Furthermore, this current study found that DNAJB11 was involved in immune-related biological processes, including neutrophil migration and neutrophil chemotaxis. These analyses showed that the levels of immune infiltration and diverse immune marker sets were correlated with DNAJB11 level in THCA. These current findings demonstrated that there was a moderate-to-strong inverse correlation between DNAJB11 level and DC, Treg cell and macrophage infiltration. Treg cells are immunosuppressive immune cells that are involved in the development of tumours. The presence of Treg cells in tumour tissues has been shown to impair anti-tumour immunity, implying a poor prognosis for affected patients. Suppression of Treg cell function is considered to be an effective strategy for cancer therapy. In addition, the immune cells that are effective are suppressed in response to an increase in Treg cells. These immune effective cells are crucial in tumour escape. ER stress plays a critical role in the induction of inflammation in a variety of pathological conditions.

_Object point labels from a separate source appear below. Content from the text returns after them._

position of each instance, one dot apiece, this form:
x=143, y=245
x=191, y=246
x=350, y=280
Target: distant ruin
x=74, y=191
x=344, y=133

Recent research indicates that macrophages are primarily responsible for tumour promotion in the immune microenvironment. M2-type tumour associated macrophages have been linked to the aggressiveness of various cancers. Thus, this current research contributes to a better understanding the potential role of DNAJB11 in THCA immunology and its application as a cancer biomarker.

This current study had several limitations. First, the correlation between DNAJB11 mRNA and protein levels should be validated using cell experiments and clinical samples, as predicting protein levels solely on the basis of mRNA levels is far from perfect. Secondly, larger studies of clinical data should be used to assess the relationship between DNAJB11 levels and clinical features, THCA stage and prognosis.

In conclusion, DNAJB11 may be associated with a poor prognosis and may play important roles in the regulation of the ER stress pathway in THCA. This current study revealed some of the roles of DNAJB11 in THCA and identified a potential biomarker for THCA diagnosis and prognosis.